Patrick Ewing nunca llegó a la cima. John Starks estuvo dolorosamente cerca. El equipo de 1999 tuvo una carrera improbable hasta las Finales de la NBA, solo para encontrarse con Tim Duncan y David Robinson. Los años posteriores trajeron mucha más frustración que celebración.
Y a pesar de todo, el Madison Square Garden permaneció lleno. Los fanáticos nunca se fueron. Ahora, finalmente tienen su recompensa.
Los Knicks son campeones de la NBA por primera vez en 53 años después de derrotar a los Spurs en cinco partidos, culminando una de las carreras de postemporada más memorables en la historia de la franquicia.
Lo que hizo que este campeonato se sintiera diferente fue la forma en que Nueva York lo ganó.
Los Knicks no navegaron tranquilamente. Lucharon.
Remontaron déficits de dos dígitos a lo largo de las Finales. Borraron una desventaja de 29 puntos en el Juego 4, la mayor remontada en la historia de las Finales. Y cuando necesitaron un último impulso en el Juego 5, Jalen Brunson anotó 45 puntos y protagonizó otro momento distintivo.

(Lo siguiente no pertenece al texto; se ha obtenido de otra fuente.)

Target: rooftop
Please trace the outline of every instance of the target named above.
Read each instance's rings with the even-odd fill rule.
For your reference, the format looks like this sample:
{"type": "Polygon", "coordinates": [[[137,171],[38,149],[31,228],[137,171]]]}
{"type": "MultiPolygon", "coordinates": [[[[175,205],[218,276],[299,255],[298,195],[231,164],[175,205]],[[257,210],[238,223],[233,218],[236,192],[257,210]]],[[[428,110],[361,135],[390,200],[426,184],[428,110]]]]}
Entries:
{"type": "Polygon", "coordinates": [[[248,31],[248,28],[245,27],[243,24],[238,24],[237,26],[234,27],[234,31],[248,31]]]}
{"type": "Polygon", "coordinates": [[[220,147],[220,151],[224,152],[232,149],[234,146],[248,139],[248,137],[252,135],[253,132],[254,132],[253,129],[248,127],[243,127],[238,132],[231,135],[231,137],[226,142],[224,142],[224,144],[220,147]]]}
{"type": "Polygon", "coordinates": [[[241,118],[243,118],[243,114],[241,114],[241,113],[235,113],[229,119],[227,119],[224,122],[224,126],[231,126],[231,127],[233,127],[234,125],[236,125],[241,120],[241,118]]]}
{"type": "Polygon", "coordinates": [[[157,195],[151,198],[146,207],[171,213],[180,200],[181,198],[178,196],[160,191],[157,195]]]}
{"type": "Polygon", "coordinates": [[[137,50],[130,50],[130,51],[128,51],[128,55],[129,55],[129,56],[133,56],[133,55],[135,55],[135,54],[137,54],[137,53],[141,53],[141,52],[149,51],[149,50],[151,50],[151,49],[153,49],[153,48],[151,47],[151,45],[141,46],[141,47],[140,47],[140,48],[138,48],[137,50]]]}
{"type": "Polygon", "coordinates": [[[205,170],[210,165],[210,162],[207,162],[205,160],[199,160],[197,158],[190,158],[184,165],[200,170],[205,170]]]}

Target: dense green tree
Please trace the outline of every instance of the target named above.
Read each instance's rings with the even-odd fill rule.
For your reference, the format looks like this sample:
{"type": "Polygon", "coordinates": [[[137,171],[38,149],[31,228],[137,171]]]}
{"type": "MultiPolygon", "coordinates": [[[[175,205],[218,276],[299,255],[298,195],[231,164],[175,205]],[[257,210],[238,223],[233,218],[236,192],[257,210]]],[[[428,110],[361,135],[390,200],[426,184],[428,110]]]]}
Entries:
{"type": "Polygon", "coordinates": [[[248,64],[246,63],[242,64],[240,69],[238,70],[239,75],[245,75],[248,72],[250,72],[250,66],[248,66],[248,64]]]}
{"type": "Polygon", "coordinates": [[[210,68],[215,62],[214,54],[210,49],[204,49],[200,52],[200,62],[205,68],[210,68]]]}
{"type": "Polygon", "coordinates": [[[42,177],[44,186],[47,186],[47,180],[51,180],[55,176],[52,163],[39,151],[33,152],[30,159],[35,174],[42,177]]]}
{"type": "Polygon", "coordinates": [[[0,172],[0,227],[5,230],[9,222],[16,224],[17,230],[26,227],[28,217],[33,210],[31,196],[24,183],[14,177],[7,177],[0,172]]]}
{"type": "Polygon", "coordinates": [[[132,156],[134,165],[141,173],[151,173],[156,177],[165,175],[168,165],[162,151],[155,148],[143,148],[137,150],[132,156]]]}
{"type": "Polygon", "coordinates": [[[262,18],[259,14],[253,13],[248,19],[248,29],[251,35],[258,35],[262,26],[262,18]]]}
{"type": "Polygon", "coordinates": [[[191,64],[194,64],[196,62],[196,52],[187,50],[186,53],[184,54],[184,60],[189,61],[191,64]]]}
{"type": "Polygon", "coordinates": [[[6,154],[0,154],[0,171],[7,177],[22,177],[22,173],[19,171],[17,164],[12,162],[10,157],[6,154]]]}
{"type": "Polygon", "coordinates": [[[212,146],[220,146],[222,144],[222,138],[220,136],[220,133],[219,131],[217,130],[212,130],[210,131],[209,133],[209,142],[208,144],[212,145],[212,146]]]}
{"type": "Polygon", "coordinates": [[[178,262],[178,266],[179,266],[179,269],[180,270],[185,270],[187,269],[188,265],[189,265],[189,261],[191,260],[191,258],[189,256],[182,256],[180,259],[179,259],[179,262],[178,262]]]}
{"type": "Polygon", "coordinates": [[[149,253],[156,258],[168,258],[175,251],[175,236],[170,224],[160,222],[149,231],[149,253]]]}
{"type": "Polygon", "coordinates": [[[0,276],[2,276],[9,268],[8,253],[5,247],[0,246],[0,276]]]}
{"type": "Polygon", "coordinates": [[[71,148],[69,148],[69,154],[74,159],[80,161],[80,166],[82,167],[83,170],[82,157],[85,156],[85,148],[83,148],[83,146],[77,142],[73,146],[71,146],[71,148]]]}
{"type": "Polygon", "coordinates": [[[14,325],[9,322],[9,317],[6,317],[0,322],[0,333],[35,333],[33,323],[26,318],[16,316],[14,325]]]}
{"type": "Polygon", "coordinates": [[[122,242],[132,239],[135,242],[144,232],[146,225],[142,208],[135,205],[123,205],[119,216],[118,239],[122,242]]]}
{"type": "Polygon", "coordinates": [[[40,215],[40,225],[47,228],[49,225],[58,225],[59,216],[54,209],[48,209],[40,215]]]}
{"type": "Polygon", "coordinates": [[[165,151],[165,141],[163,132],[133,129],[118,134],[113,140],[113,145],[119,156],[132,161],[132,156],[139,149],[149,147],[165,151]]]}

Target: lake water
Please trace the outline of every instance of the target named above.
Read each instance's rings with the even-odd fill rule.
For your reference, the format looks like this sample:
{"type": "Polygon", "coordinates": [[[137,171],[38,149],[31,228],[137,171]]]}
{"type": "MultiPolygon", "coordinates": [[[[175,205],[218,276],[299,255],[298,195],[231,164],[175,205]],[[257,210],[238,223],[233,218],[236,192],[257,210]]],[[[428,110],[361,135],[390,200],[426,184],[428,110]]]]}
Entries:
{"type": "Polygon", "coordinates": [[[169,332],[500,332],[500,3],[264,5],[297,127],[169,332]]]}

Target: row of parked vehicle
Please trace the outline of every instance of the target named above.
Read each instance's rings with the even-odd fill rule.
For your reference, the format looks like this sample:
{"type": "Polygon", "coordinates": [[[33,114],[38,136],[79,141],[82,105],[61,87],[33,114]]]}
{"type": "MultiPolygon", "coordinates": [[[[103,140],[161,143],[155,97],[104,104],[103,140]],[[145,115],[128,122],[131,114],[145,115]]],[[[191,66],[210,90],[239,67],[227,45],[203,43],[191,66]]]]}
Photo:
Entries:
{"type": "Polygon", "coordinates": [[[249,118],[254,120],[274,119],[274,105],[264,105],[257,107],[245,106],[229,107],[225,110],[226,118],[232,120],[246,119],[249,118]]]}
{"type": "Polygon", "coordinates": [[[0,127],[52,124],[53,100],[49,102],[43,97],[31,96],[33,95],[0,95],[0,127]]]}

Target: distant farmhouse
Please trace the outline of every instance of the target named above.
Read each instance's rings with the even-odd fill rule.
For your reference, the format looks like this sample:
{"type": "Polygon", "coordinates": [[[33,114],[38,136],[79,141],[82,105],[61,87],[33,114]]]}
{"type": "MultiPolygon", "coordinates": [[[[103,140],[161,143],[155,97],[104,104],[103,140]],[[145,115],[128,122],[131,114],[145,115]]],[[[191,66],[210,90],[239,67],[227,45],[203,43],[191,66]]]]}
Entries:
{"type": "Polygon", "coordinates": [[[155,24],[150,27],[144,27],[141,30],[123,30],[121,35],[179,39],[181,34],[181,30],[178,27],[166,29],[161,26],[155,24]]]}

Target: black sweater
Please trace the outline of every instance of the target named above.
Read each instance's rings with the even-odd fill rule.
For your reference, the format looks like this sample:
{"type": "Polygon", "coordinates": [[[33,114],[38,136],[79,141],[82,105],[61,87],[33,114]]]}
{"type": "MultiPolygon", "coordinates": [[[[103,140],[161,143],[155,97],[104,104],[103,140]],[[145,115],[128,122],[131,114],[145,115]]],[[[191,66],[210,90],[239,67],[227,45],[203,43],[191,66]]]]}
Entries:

Eso es lo que hacen los grandes campeones.
Brunson será recordado para siempre como la cara de este título. Pero este no fue un logro individual. Karl-Anthony Towns abrazó la presión de Nueva York. Mikal Bridges, Josh Hart y OG Anunoby hicieron jugadas ganadoras durante toda la postemporada. Mike Brown guió al grupo a través de la adversidad en su primera temporada como entrenador.
Lo más importante es que los Knicks restauraron algo que había estado ausente durante mucho tiempo.
La esperanza se convirtió en creencia. La creencia se convirtió en expectativa. La expectativa se convirtió en un campeonato.
Durante años, los Knicks fueron conocidos por lo que no habían logrado desde 1973.
Ahora serán recordados por lo que finalmente hicieron. Terminaron el trabajo.